Green's functions (many-body theory) Green's functions are propagators used to describe excitations and correlations in interacting quantum systems. They connect early developments by George Green with operator techniques of Julian Schwinger and diagrammatics of Richard Feynman, and underpin methods employed by Lev Landau, John Bardeen, P. W. Anderson, and institutions like Bell Labs and CERN.

Introduction

Green's functions trace lineage to work by George Green and later formalization by Julian Schwinger, Sin-Itiro Tomonaga, Freeman Dyson, and Richard Feynman. They serve as central tools in theoretical frameworks advanced at Princeton University, Harvard University, University of Cambridge, and Landau Institute for Theoretical Physics. Historical milestones include contributions from Lev Landau, Lev Davidovich Landau, P. W. Anderson, John Bardeen, Nikolay Bogoliubov, and developments associated with conferences at CERN and institutes such as Institute for Advanced Study.

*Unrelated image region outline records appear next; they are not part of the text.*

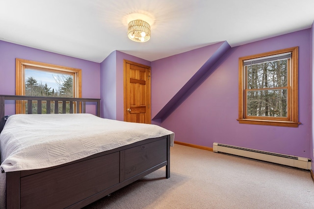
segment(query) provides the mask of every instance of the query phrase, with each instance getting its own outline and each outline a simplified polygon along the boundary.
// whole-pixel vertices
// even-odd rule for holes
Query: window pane
[[[247,116],[287,116],[287,90],[249,91],[247,93]]]
[[[247,89],[285,87],[288,84],[288,59],[247,66]]]
[[[66,73],[25,69],[25,95],[73,97],[73,76]]]

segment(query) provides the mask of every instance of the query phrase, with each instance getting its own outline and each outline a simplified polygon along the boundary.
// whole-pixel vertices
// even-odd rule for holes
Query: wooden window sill
[[[301,123],[299,122],[283,121],[278,120],[257,120],[252,119],[237,119],[239,123],[246,124],[271,125],[297,128]]]

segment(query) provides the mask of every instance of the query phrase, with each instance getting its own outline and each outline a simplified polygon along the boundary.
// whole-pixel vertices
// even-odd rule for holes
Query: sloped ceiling
[[[313,8],[313,0],[0,0],[0,40],[98,63],[115,50],[152,61],[310,28]],[[147,42],[127,37],[134,13],[151,22]]]

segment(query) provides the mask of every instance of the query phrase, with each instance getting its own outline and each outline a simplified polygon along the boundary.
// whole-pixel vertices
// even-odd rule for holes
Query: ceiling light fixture
[[[145,42],[151,38],[151,25],[141,20],[136,20],[128,24],[128,36],[136,42]]]

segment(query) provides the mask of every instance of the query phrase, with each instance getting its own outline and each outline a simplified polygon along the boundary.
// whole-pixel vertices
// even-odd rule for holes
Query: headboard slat
[[[42,105],[41,100],[37,101],[37,114],[42,114]]]
[[[95,115],[100,116],[100,99],[86,98],[73,98],[73,97],[44,97],[44,96],[23,96],[18,95],[0,95],[0,132],[2,131],[4,125],[4,118],[5,114],[5,104],[6,101],[24,101],[22,103],[25,104],[25,101],[27,102],[27,114],[33,113],[32,102],[37,103],[37,114],[42,114],[43,101],[46,102],[47,114],[51,113],[52,101],[54,102],[54,114],[59,113],[59,101],[63,102],[62,112],[65,113],[64,107],[66,107],[66,102],[70,102],[70,113],[75,113],[74,106],[76,106],[77,111],[75,113],[85,113],[86,102],[96,103],[97,108]],[[66,108],[65,108],[66,109]],[[81,111],[80,111],[80,110]]]
[[[50,104],[50,101],[47,101],[46,109],[47,110],[47,114],[50,114],[51,113],[51,105]]]
[[[32,114],[33,113],[33,101],[27,100],[27,114]]]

Formulation in Many-Body Quantum Mechanics

In second quantization the time-ordered Green's function is defined using creation and annihilation operators introduced in curricula at Massachusetts Institute of Technology, University of Chicago, Columbia University, and Stanford University. The Matsubara formalism for finite temperature was developed following work by Tomonaga and used in research at Kyoto University and Tokyo Institute of Technology. Retarded and advanced propagators connect to causality principles applied in analyses at Los Alamos National Laboratory and Argonne National Laboratory. The Lehmann representation relates spectral weights to matrix elements often discussed in seminars at Princeton University and Yale University.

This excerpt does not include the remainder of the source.